Don’t Say Mid-Market Like It’s A Bad Thing

Theo Epstein spoke today, and like all times when Theo has something to say, it’s generated some buzz.

“A million here, a million there, that’s what we can afford.  We’re not in position to throw around hundreds of millions of dollars in free agency. But if we can do it in that (international free agency) market, we might as well try to monopolize it as best we can.”

That line from Theo has started the “mid-market” talk among fans and media, alike.  Patrick Mooney put out a great piece which explicitly called the Cubs just that.  Then again, knowing the Cubs’ history of flushing money down the crapper and how the landscape of baseball is changing with the new labor agreement, is that such a bad thing?

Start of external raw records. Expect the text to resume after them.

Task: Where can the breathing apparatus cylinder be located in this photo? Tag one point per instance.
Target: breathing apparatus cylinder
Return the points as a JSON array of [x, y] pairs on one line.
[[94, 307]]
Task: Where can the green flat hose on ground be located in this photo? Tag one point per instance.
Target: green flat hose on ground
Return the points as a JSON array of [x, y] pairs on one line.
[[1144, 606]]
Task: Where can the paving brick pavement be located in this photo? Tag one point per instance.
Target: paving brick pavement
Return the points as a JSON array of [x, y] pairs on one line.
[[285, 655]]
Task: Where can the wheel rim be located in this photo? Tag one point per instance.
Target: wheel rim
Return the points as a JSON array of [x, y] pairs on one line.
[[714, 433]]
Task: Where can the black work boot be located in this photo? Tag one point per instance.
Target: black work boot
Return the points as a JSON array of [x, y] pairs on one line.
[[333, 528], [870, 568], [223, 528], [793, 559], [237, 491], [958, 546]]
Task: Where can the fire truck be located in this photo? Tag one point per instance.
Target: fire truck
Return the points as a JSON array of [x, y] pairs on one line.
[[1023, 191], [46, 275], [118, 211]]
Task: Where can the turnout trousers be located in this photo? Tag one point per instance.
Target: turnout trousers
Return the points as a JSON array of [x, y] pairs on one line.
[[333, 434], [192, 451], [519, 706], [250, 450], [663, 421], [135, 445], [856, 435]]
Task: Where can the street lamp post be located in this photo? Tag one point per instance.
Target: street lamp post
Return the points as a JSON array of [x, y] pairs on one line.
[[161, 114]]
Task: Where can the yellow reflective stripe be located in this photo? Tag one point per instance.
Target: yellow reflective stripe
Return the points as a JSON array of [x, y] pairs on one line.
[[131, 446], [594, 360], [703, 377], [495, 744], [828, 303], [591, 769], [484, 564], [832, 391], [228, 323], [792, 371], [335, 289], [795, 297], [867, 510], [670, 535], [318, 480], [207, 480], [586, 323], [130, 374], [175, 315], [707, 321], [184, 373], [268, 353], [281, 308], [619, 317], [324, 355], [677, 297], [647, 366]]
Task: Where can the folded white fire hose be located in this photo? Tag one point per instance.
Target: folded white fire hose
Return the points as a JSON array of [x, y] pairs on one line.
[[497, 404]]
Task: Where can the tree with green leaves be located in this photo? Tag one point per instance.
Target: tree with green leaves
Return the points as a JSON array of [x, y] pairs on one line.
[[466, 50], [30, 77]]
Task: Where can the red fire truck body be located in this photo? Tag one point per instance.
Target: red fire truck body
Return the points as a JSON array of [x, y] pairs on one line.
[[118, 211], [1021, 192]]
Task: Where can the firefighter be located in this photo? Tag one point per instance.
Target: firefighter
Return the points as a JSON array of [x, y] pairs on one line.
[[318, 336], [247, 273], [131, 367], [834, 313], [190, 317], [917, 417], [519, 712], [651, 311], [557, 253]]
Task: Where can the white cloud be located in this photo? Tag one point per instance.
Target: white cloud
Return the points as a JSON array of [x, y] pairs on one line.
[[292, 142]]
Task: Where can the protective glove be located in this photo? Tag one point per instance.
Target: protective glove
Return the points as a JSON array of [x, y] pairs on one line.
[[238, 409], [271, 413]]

At the risk of repeating myself, the way the Cubs are going about their business is the best way to do it.  Free agency is not going to produce a team that goes from the bottom of the division to the top after just one winter, like the Cubs managed to do between the 2006 and 2007 seasons.  There are no quick fixes.  So spending “a million here, a million there” on international free agents and by acquiring a load of talent to retool from within is the last best option.  Minor league talent is currency.  Teams can develop and field that talent when it reaches the point major league ready (unlike the Cubs have…see Patterson, Corey; Pie, Felix) , or they can use it to acquire established players…which is the “new free agency.”  Teams who are selling off veterans like the Cubs have the last couple of seasons are essentially teams of free agents who can be had if the price is right.

Drafting and development hasn’t been a strength of the Cubs in the past.  Bleacher Nation had a piece yesterday that should make the former front office want to huddle in a corner and cry.  You think the team we’re watching is bad?  Take a look at that roster.  It makes me cringe.  The good news is, the article BN referenced is linked, showing all 30 teams…including the Red Sox, which was led by Theo Epstein.  In a weird, mid-market sort of way, a number of the major pieces of what made the Red Sox good over the second half of his tenure were homegrown…like Dustin Pedroia, Jacoby Ellsbury, Clay Buchholtz, and Jonathan Papelbon while players like Hanley Ramirez and Anibal Sanchez were used as currency to obtain other useful parts.

The era of big market supremacy has passed.  In all reality, it never really existed.  Even the Yankees in the ’90s were mostly homegrown with some complimentary free agents sprinkled in.  It is time to embrace the “mid-market” philosophy of spending wisely and developing players…because it works.